Monday continues expansion. Opens Chicago office

Saul,

I share your ambivalence, and I am concerned about the numbers mentioned down thread.

Worse, I am ambivalent about workspace at all. Here is why.

My baby boy works for FEMA in Chicago. The job requires a college degree. Not anything special, just a general degree. The job starts at about 70k and over just a few years, can end up being a 115 k a year job. FEMA has been unable to hire people in Chicago at all. When FEMA announced remote work with one day a pay period in Chicago, they were able to hire the people they needed. People in semi rural places took the jobs, they fly in for the last and first day of a pay period so one flight a month. The rest of the time they work remote. This is the power of remote work.

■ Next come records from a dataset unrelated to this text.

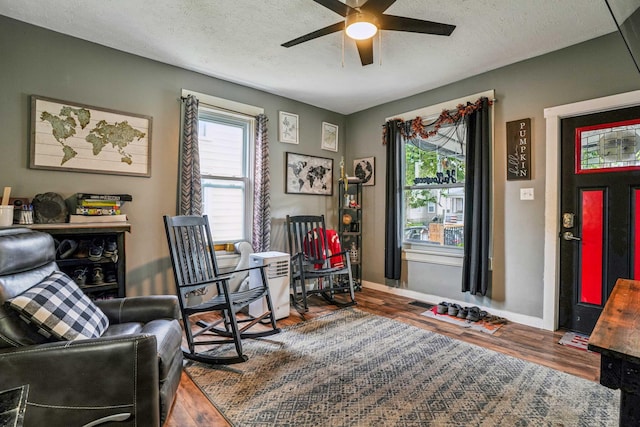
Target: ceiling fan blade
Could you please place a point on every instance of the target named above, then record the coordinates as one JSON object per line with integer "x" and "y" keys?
{"x": 339, "y": 26}
{"x": 377, "y": 6}
{"x": 337, "y": 6}
{"x": 365, "y": 49}
{"x": 400, "y": 23}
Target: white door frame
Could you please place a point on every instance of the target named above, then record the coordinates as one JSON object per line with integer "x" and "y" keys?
{"x": 553, "y": 116}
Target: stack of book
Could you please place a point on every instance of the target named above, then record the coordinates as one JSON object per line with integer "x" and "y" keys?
{"x": 99, "y": 208}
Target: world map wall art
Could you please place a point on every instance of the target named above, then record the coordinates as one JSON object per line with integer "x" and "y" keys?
{"x": 80, "y": 138}
{"x": 309, "y": 175}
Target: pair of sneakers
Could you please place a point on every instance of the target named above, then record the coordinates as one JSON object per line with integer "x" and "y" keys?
{"x": 473, "y": 314}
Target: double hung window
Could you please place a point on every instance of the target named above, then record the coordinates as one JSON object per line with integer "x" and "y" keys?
{"x": 434, "y": 170}
{"x": 225, "y": 142}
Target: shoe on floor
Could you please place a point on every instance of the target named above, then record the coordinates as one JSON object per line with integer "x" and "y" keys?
{"x": 443, "y": 307}
{"x": 475, "y": 314}
{"x": 453, "y": 309}
{"x": 463, "y": 312}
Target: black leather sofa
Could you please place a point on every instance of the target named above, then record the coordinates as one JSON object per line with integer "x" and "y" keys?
{"x": 126, "y": 377}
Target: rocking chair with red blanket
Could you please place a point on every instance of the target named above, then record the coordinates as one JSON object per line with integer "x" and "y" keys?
{"x": 319, "y": 266}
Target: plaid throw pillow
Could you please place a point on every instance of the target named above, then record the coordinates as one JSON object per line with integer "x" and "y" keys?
{"x": 59, "y": 308}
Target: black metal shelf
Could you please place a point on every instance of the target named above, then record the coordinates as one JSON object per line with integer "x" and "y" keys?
{"x": 350, "y": 206}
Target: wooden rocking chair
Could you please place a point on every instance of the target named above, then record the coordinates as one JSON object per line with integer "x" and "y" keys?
{"x": 312, "y": 260}
{"x": 196, "y": 275}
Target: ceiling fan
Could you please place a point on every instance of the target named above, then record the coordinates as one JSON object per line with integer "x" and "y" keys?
{"x": 362, "y": 22}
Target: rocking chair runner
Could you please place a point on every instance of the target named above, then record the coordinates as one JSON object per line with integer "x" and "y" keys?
{"x": 196, "y": 274}
{"x": 312, "y": 259}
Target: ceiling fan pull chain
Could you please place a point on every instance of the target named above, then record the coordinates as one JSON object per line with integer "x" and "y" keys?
{"x": 380, "y": 48}
{"x": 343, "y": 49}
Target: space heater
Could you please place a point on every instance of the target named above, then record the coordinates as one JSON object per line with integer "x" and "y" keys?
{"x": 278, "y": 272}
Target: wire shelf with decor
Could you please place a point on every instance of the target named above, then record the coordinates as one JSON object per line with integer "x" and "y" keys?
{"x": 350, "y": 224}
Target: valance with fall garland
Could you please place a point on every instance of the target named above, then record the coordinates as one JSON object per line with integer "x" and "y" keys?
{"x": 416, "y": 128}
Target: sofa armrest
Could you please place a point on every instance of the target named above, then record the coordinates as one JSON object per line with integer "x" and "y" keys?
{"x": 140, "y": 309}
{"x": 75, "y": 383}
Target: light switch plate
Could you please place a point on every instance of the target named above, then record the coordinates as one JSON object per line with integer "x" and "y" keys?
{"x": 526, "y": 194}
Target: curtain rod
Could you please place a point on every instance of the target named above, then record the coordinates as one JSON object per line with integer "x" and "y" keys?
{"x": 184, "y": 98}
{"x": 494, "y": 100}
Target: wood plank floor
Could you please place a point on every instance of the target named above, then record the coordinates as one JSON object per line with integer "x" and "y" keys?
{"x": 192, "y": 408}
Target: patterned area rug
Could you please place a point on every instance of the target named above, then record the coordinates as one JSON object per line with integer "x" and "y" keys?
{"x": 351, "y": 368}
{"x": 575, "y": 340}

So on one hand, building out office space for work that can be done remotely is foolish and a complete waste of money and worse hurts the ability to attract talent. However, if the business demands on site work force, then Chicago is one of the best cities to do it in. The population pyramid of Chicago shows a large bulge of young working age population and the housing market is actually pretty inexpensive. For example, a nice two bedroom condo overlooking the lake and yacht club in Chicago can be rented for about 2500 a month. The same square footage costs the same with a view over Saint Andrews bay in Panama City Beach Florida.

My son, a native Texan from a small town, and one that has lived in the Midwest, loves Chicago.

So, I am if two minds. If it can be done remotely, the office space is a drag. If it cannot, an attractive spot in Chicago is a big draw in a tight labor market.